«Ehi, lo zaino, lo zaino!»: c’è una voce alle mie spalle e, girandomi di scatto, mi trovo di fronte ad un viso femminile con la mascherina nasconde un sorriso immenso.
È appena finita la sesta tappa del Giro Rosa 2020, una giornata caldissima da Torre del Greco a Nola che si è decisa con uno sprint. Per ripararci dal sole cocente ci siamo rifugiate sotto il tendone dove molto presto si sono assiepate tutte le atlete premiate in attesa delle interviste.
Io ero entrata di scatto precipitandomi verso Marianne Vos cercando di dribblare tutti gli altri giornalisti, ma la coda dell’occhio mi aveva mostrato una ragazza che aveva attirato la mia attenzione: gli occhi rossi, segnati dal caldo e forse dalle lacrime, se ne stava in disparte osservando quasi di nascosto la vincitrice di giornata.
È solo nel momento in cui mi giro che metto a fuoco l’atleta: è Hannah Barnes, la seconda classificata della tappa che, sbracciando con tutta la forza che le è rimasta nel corpo indica lo zaino che porto sulla mia schiena.
Ora le lacrime sul suo volto sono scomparse, la mascherina colorata cela la sua espressione ma già dai suoi occhi si può comprendere che stia sorridendo.
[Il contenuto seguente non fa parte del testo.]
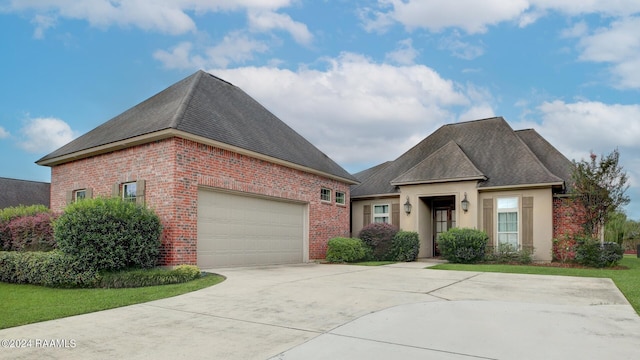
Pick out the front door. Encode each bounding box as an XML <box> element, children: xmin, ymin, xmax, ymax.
<box><xmin>433</xmin><ymin>203</ymin><xmax>456</xmax><ymax>257</ymax></box>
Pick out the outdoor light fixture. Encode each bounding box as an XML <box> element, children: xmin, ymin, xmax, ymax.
<box><xmin>461</xmin><ymin>193</ymin><xmax>469</xmax><ymax>213</ymax></box>
<box><xmin>404</xmin><ymin>196</ymin><xmax>412</xmax><ymax>215</ymax></box>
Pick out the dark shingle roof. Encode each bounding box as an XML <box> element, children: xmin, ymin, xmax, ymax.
<box><xmin>0</xmin><ymin>177</ymin><xmax>50</xmax><ymax>208</ymax></box>
<box><xmin>352</xmin><ymin>117</ymin><xmax>569</xmax><ymax>197</ymax></box>
<box><xmin>37</xmin><ymin>70</ymin><xmax>357</xmax><ymax>183</ymax></box>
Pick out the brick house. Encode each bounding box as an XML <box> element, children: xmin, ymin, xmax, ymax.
<box><xmin>37</xmin><ymin>70</ymin><xmax>358</xmax><ymax>267</ymax></box>
<box><xmin>351</xmin><ymin>117</ymin><xmax>575</xmax><ymax>262</ymax></box>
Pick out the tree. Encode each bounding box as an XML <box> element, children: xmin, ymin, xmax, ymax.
<box><xmin>571</xmin><ymin>149</ymin><xmax>630</xmax><ymax>240</ymax></box>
Io continuo a non capire l’interesse suscitato dal mio zaino: è Hannah a venire in mio soccorso, travolgendomi con un fiume di parole. Si tratta dell simbolo dei Los Angeles Rams, una squadra di football americano, la sua preferita in assoluto. Capisco che da me si aspetta la medesima reazione di giubilo, credendo di avere trovato una fan come lei, e così mi sento in colpa quando le dico di aver sempre ignorato il significato del simbolo e di essermi solamente concentrata sulla sua praticità. Ma Hannah non se la prende, anzi in pochi secondi mi spara una serie di statistiche e di dati che fanno di quella squadra la migliore in assoluto, però mette le cose in chiaro: lei è inglese, ma tifare quella squadra è concesso e comunque qualche giorno fa alla ripresa del campionato hanno già ricominciato a vincere.
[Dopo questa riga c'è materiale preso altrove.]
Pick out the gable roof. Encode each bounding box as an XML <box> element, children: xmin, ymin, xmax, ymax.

Vedo emozione nei suoi occhi e capisco immediatamente che attendeva da tanto tempo di rivelare quella sua passione a qualcuno. Gioiosa lo ripete alla massaggiatrice, anche lei non esperta in materia di football americano, ma ad Hannah non pare interessare, la gioia di aver trovato un simbolo della sua squadra, è più grande di tutto.
A quel punto le chiedo una cosa io: «Sono lacrime di gioia o di tristezza? » e la sua riposta è più che immediata «Non lo so - mi dice di scatto - ma forse il ciclismo è bello proprio per questo. Oggi ho dato veramente tutto, sono arrivata al traguardo stremata e quando ho capito che ero seconda ero veramente dispiaciuta. Poi però mi sono guardata intorno, è il Giro Rosa, fa parte del gioco e poi non capita tutti i giorni di rischiare di battere Marianne Vos.»
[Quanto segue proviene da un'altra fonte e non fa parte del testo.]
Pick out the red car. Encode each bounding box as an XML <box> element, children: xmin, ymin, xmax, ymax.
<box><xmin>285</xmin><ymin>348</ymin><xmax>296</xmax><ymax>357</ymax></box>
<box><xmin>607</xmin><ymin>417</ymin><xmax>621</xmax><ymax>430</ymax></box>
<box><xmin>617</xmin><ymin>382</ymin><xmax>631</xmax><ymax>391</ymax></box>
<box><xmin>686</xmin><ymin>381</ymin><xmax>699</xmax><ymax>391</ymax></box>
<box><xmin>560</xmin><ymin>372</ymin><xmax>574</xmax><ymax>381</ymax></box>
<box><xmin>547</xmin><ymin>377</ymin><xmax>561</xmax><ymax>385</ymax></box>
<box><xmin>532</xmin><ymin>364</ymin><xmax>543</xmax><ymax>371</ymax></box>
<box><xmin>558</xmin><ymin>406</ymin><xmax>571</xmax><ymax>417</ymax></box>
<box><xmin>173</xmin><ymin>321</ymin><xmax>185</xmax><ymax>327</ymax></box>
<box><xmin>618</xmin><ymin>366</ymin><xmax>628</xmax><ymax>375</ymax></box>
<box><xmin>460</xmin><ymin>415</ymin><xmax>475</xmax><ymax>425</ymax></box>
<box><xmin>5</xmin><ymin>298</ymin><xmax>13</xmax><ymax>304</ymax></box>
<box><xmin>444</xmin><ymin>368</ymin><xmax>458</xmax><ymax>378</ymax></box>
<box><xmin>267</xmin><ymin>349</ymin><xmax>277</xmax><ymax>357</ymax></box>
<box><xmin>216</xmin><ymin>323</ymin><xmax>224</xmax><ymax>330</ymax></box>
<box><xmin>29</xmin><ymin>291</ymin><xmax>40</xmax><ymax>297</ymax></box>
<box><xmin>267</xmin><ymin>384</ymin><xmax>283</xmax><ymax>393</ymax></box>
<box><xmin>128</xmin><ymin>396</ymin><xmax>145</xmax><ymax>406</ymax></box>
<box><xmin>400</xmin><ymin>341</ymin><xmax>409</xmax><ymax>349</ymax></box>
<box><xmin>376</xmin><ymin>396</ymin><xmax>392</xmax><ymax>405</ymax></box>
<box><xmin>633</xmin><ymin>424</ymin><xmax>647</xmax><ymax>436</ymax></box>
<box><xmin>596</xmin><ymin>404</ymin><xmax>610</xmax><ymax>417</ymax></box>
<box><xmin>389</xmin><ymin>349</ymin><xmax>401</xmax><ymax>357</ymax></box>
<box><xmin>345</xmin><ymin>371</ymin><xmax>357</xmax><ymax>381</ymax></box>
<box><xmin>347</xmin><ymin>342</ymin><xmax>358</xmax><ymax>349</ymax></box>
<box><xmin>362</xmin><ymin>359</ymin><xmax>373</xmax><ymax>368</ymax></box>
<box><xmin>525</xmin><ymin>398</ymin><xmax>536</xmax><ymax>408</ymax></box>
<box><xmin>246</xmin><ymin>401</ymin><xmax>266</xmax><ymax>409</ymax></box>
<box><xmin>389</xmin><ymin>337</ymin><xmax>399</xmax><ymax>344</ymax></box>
Mentre mi racconta le sue emozioni ogni tanto stacca lo sguardo proprio sulla Vos, senza però scomporsi, ammirandola sempre da lontano. Sono state poche le parole che ho scambiato con Hannah Barnes, ma mi sono bastate per capire la sua discrezione, il suo non voler disturbare, l’entrare a passo leggero, ma poi dare tutto, l’incredibile voglia di raccontare una storia.
Spesso siamo abituati a pensare alle ragazze del Hiro come semplici atlete, cicliste concentrare solo nella competizione pronte a mandare a quel paese chiunque voglia sviare dall’argomento, ma Hannah non è certamente una di quelle: è bastato uno zaino con un simbolo di cui ignoravo il significato per aprire un mondo sconfinato. Sono cose che succedono per caso, quando vivi in quel mondo fino in fondo, è lì che non solo conosci le storie delle atlete, ma finisci con il diventare parte di esse.
«Guarda che domani alla partenza ti aggiorno sulla squadra, ti vengo a cercare» mi dice infine mentre si allontana. Io le rispondo con un segno di assenso, ben consapevole che dovrò passare la nottata a fare un corso accelerato di football americano.